5000 Tonträger. Auf diese Zahl schätzt Klinger das, was er als Sammler daheim hat. Es ist der Querschnitt des Besten, was der Blues und die Rock- und Popmusik in den vergangenen 60 Jahren hervorgebracht haben. Davon sollten 50 LPs ausgewählt werden? "Wir hatten es als Trilogie gedacht", erklärt Klinger. Also 50 in einem Jahr, weitere im nächsten und nun, mit der derzeitigen Ausstellung, sind es die letzten 50 sehenswerten Cover. Doch ein Ende muss nicht sein. "Mir war klar, dass das eine Never-Ending-Story werden kann."
Ein Grund dafür sei auch, dass mittlerweile Menschen mit Ideen und Vorschlägen an ihn herangetreten seien. "Mich haben Leute angesprochen, die gesagt haben, ihr könntet doch nach Dekaden ausstellen oder die Stones gegen die Beatles zeigen oder die Cover berühmter Solo-Projekte aufgreifen, oder das Beste von Hipgnosis (Anm. d. Red: eine Agentur, die sich der Gestaltung von LP-Hüllen widmete)." Ein vierter Teil ist also denkbar. Dann würde es wieder eine Konferenz mit der Vereinsführung der Kuki geben, um eine Auswahl zu treffen. So ging man all die Jahre vor, so nahm man LP-Cover in Betracht, erstellte Listen und tauschte sich darüber aus, welche LP Jubiläum feiert oder welcher Künstler verstorben ist. In Memoriam - auch ein Auswahlkriterium.
Bei alledem wurde viel Wissenswertes zutage gefördert. Beispielsweise, dass der weltberühmte Fotograf Helmut Newton Fotos für ein Scorpions-Cover schoss. Durch die Ausstellungen habe sich auch bei ihm ein intensiverer Blick für die Verhüllungen eingestellt, er sei jetzt "sensibler für Motive und Schriftzüge". Wie Klinger das sagt, belegt er es mit einem Vergleich des Äußeren zwischen einer Beatles-LP und einer Westernhagen-LP. Was weit hergeholt scheint, wird letztlich bewiesen, denn bei beiden LPs taucht der Name des Cover-Designers Klaus Voormann auf.
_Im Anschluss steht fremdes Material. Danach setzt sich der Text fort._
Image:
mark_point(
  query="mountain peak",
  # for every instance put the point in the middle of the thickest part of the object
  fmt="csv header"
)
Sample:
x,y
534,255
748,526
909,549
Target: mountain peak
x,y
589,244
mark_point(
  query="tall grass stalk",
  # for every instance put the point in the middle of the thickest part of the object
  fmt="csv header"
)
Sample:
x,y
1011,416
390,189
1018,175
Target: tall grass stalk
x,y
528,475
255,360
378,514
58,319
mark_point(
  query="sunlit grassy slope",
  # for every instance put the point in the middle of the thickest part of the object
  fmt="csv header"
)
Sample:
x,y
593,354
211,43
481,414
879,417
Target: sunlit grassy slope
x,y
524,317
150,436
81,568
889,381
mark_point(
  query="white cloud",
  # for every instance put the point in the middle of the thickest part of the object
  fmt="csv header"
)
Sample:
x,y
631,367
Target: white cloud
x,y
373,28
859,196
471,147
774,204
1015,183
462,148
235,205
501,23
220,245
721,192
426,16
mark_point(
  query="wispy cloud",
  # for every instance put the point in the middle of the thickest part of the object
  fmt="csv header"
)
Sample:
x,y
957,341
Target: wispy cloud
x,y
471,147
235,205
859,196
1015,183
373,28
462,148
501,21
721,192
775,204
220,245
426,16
Eines von Klingers Lieblingsausstellungsstücken, das im vergangenen Jahr als witziges Beiwerk in der Ausstellung landete, war eine CD-Hülle von Michael Jackson, bei der, sobald man sie aufklappte, sich ein ganzes Bühnenbild aufbaute. Tatsächlich konnte bislang die 50 nie eingehalten werden, an den Wänden landeten immer wohl 60 LPs.
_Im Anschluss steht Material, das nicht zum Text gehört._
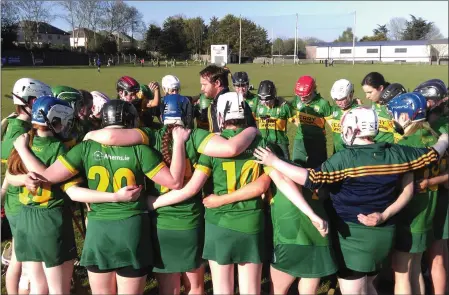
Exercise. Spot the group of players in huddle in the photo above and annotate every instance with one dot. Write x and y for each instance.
(163, 195)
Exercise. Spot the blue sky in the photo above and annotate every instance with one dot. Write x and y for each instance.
(322, 19)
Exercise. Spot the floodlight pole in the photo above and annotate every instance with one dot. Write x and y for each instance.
(353, 37)
(240, 48)
(296, 38)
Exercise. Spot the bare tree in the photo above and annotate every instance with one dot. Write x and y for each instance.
(32, 13)
(395, 27)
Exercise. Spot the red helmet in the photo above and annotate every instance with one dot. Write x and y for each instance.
(128, 84)
(305, 86)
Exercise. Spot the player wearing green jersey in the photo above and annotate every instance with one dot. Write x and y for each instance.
(118, 241)
(414, 232)
(179, 229)
(25, 92)
(342, 93)
(362, 180)
(435, 92)
(231, 226)
(240, 81)
(272, 115)
(373, 84)
(309, 148)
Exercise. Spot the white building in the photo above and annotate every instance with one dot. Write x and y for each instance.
(381, 51)
(41, 33)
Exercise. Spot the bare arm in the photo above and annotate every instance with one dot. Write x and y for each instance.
(225, 148)
(176, 196)
(251, 190)
(406, 195)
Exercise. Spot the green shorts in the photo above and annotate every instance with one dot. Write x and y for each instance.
(441, 218)
(45, 235)
(177, 250)
(113, 244)
(226, 246)
(362, 248)
(304, 261)
(409, 242)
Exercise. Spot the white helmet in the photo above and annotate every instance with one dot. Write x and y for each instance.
(230, 106)
(26, 88)
(99, 99)
(342, 90)
(170, 82)
(359, 122)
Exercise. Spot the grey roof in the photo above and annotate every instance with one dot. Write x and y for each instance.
(381, 43)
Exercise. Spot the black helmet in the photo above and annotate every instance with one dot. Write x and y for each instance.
(432, 89)
(267, 90)
(240, 79)
(129, 84)
(391, 91)
(119, 112)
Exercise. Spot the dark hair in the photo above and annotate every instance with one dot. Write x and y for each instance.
(167, 144)
(215, 73)
(375, 80)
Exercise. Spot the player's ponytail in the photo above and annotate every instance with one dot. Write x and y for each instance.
(167, 140)
(15, 163)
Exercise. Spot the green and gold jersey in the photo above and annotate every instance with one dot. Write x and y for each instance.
(334, 122)
(16, 127)
(229, 175)
(311, 117)
(201, 112)
(290, 225)
(418, 214)
(110, 168)
(386, 127)
(272, 122)
(252, 100)
(47, 150)
(187, 214)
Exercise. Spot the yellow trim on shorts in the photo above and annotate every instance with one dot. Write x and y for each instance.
(68, 165)
(156, 170)
(71, 183)
(145, 138)
(206, 170)
(204, 143)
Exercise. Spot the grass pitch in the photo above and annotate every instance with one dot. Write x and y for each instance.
(284, 78)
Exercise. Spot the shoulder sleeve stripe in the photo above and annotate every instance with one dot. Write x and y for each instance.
(205, 142)
(68, 165)
(336, 176)
(145, 138)
(71, 183)
(153, 172)
(204, 169)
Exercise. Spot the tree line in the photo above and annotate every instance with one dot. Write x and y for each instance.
(178, 36)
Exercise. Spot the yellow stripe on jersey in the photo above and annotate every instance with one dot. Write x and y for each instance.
(335, 176)
(155, 171)
(67, 165)
(275, 124)
(71, 183)
(204, 169)
(204, 143)
(145, 139)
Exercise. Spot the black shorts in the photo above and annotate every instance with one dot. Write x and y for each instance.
(126, 271)
(349, 274)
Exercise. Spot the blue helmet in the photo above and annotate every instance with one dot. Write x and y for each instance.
(177, 108)
(432, 89)
(50, 111)
(413, 104)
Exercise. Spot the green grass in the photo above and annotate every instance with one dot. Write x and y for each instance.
(283, 76)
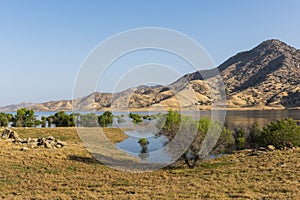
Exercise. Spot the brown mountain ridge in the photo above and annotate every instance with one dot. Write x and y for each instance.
(265, 77)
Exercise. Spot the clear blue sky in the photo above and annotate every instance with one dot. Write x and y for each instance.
(43, 43)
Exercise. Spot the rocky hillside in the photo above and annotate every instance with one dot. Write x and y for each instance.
(265, 77)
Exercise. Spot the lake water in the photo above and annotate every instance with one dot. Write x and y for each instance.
(233, 119)
(147, 130)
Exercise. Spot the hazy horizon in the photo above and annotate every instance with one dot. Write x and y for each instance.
(43, 44)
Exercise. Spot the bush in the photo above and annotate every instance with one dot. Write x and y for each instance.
(4, 119)
(204, 127)
(240, 140)
(280, 133)
(105, 119)
(61, 119)
(136, 118)
(143, 141)
(87, 120)
(24, 118)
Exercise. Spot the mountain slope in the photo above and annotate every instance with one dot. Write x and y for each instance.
(265, 77)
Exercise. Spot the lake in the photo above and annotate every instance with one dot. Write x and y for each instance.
(234, 119)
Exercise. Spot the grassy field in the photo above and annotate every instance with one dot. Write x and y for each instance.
(72, 173)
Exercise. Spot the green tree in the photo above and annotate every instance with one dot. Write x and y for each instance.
(87, 120)
(136, 118)
(24, 118)
(4, 119)
(61, 119)
(105, 119)
(280, 133)
(240, 139)
(197, 132)
(253, 137)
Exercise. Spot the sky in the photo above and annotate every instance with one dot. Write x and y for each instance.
(43, 44)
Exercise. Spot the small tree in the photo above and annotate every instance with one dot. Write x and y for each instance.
(240, 139)
(105, 119)
(24, 118)
(195, 131)
(136, 118)
(280, 133)
(61, 119)
(253, 137)
(4, 119)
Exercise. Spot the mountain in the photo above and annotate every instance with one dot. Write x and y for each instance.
(265, 77)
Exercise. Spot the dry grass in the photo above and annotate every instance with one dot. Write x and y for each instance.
(71, 173)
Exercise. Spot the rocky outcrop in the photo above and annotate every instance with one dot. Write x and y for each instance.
(45, 142)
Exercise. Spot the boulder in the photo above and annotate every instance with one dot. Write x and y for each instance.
(61, 143)
(5, 133)
(271, 147)
(50, 138)
(47, 145)
(24, 149)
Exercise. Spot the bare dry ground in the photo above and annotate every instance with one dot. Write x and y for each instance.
(72, 173)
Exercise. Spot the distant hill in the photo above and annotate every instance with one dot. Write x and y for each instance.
(265, 77)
"Ich kann nicht bis 50 zählen. Ich war ja selbst Ü-50, da konnten wir nicht nur 50 machen", witzelt der Mann, zu dessen Erkennungsmerkmalen ein unvermeidlicher Schal zu gehören scheint. Doch neben Tonträgern landeten auch andere Preziosen in seinem Besitz. Beispielsweise Autogramme, Bildbände oder Konzertplakate. Eines davon ist in der Ausstellung zu sehen, es handelt von einem Blood, Sweat & Tears-Konzert von 1990. "Ich habe es nach dem Konzert mitgenommen und der Polizei erklärt, dass es am nächsten Tag eh nur die Müllmänner abreißen", erinnert sich Klinger mit gewisser Verschmitztheit. Und nun also meldete sich Jürgen Stader aus Hof, der per Mail erklärte, der Chef der Kulturabteilung, Peter Nürmberger, böte das Foyer der berühmten Freiheitshalle für die Ausstellung aus Lichtenfels an.